Student organization extraordinaire Tyler Rantell accomplished a phenomenal feat today, when he became a member of 12 different clubs on campus.
Rantell, a second semester freshman who, as evidenced by the slight wisps of hair on his chin and upper lip has taken No Shave November well into Just Don’t Shave January, said he has finally managed to find time to “branch out a little” during his second semester on campus.
I’ve adapted well to the college life now, and all the free pizza at these meetings is just added motivation to get out there and be socially active,”
A marketing major who is also pursuing a minor in Spanish, Rantell decided to buck the standard and pursue even his vaguest interests instead of just the few he truly enjoyed.
Listen, I don’t want to limit myself.

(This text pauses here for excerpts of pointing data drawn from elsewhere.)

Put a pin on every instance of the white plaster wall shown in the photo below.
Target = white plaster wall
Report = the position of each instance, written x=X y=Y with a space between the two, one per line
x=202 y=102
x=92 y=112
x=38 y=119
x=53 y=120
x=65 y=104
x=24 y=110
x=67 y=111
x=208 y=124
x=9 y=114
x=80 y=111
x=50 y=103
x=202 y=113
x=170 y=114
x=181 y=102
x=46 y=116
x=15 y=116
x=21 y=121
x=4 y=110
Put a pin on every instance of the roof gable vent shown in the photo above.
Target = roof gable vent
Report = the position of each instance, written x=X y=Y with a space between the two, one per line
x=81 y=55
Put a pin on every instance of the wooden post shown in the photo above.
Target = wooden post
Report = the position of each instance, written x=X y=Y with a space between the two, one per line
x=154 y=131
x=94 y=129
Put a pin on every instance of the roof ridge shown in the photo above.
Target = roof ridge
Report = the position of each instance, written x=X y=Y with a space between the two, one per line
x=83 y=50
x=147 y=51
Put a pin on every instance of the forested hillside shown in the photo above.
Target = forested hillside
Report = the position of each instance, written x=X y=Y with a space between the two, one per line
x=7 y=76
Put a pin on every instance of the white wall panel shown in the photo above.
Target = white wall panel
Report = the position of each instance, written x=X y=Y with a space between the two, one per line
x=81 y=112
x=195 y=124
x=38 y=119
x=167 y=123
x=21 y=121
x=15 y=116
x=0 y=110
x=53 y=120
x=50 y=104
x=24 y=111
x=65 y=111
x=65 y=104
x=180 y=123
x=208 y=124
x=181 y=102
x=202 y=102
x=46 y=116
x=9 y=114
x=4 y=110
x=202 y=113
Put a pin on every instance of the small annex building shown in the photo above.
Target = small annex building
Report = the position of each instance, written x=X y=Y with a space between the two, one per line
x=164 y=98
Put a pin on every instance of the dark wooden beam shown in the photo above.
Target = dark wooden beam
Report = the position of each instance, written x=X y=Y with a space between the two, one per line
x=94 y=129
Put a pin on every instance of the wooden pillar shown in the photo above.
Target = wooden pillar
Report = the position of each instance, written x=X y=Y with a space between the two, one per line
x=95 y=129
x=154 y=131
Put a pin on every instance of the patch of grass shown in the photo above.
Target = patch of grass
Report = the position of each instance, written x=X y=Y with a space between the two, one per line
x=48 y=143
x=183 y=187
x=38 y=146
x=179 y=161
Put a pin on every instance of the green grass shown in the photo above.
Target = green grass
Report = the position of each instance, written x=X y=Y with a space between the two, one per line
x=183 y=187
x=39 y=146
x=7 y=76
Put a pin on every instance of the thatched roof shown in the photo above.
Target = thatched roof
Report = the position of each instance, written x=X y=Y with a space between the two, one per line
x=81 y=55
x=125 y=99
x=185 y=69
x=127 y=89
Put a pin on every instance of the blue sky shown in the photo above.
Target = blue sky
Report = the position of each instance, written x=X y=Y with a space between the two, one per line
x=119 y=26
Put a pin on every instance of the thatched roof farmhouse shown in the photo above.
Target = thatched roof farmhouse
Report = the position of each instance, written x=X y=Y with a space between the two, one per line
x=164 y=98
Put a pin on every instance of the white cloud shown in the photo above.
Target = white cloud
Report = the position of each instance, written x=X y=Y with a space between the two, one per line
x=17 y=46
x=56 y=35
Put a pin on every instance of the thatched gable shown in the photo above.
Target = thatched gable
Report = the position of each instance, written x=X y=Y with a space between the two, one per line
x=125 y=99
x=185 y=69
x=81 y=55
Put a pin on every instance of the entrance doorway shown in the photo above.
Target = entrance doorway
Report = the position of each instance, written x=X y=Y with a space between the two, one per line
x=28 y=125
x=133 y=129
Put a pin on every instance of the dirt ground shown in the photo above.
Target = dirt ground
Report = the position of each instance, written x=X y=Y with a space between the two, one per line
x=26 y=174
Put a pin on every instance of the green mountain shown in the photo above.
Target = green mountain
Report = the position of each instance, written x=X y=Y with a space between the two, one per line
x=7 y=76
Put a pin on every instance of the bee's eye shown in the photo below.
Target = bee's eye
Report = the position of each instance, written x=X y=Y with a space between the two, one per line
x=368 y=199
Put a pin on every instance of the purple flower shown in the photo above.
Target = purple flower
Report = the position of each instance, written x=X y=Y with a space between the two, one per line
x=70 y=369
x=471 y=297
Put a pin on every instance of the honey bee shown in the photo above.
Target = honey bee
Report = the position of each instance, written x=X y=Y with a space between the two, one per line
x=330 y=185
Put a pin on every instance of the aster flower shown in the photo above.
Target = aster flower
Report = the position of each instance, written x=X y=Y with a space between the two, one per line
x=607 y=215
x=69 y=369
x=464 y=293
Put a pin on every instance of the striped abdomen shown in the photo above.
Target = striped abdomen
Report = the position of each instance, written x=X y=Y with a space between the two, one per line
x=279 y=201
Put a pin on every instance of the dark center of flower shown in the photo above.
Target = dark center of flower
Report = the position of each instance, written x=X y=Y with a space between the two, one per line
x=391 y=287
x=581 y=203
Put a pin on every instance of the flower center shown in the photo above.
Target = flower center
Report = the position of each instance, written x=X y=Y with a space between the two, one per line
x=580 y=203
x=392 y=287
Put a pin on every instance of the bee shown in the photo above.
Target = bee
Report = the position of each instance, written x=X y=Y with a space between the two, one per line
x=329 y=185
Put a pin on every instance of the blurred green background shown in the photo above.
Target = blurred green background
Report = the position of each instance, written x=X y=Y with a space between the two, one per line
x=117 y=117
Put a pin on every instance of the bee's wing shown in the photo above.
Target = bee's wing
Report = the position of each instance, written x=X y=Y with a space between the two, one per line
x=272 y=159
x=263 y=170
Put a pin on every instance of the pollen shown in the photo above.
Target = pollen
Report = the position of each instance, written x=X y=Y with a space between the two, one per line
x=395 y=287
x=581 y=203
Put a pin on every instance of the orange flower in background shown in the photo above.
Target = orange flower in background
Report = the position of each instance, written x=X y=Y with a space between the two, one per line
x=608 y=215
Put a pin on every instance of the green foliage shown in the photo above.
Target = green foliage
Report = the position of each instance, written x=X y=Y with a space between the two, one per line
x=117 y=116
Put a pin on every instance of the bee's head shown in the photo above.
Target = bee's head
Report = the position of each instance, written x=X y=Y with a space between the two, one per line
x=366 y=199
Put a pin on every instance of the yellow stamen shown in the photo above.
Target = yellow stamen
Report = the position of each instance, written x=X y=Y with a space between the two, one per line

If my interest is piqued or if they’re having Krispy Kreme, you know I’ll be there.”
His precocious ability to interject himself into any conversation and begin offering his opinion has gained notoriety amongst club presidents, many of whom now actively speak in run on sentences so as to deny Rantell the opportunity to interrupt.
“I just really want to help these clubs to the best of my ability,”
said Rantell, modestly expressing his desire to espouse his thoughts on every semi-important matter affecting each club.
When asked if there were any student organizations that he would never consider joining, Rantell decried the “audacity of those douchebags over at The Crocodile,” citing their failure to post his article that he spent a full 10 minutes writing.
As of press time, the social butterfly of charitable causes was busy trying to take some time out of his frantic schedule to eat, sleep and style his hair. It is unclear if Rantell was able to accomplish any of these tasks before rushing off to the next meeting.